5. Don’t Forget to Rollover Your Old Retirement Plan
If you have enough money in your account, most employers will let you continue to hold your money in their plan. Unless you have a really low-cost plan with lots of investment options, you should probably roll your money into an IRA. Doing this will give you many more investment choices and should lower your annual costs significantly. In fact, rolling over a 401k plan is a great way to begin working with a financial advisor on developing a more comprehensive financial life plan.
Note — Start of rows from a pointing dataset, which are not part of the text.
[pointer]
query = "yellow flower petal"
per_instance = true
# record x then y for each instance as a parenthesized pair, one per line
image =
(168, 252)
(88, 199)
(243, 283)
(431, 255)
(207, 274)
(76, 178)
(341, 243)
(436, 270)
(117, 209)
The WealthMinder proposal request tool allows you to find and connect with licensed financial advisors who can help you rollover your 401k, as well as with more comprehensive financial planning.
The one thing you absolutely don’t want to do is cash out your 401k. Unfortunately, according to Hewitt Associates, that’s exactly what 45% of people do. If you cash out your plan, you will immediately owe taxes on your entire account balance and you will pay an additional 10% penalty if you aren’t 59 1/2. With one simple decision, you will have wiped out all the benefits you gained by investing in your employer’s retirement plan in the first place. DO NOT make this mistake!
Summary of Financial Tips
Starting a new job is exciting. It’s also an excellent opportunity to position yourself to better meet your life and financial goals. To recap, make sure to:
- Create or revisit your goals and your plan to get there
- Save and invest any raises or bonuses whenever possible
- Fund your retirement plan and avail yourself of any company matching
- Make sure you take full advantage of your company’s employee benefits
- Be smart with your existing retirement funds and roll over any existing 401k plans
Follow these simple financial tips and your new job will be a launching point for much more than just your career.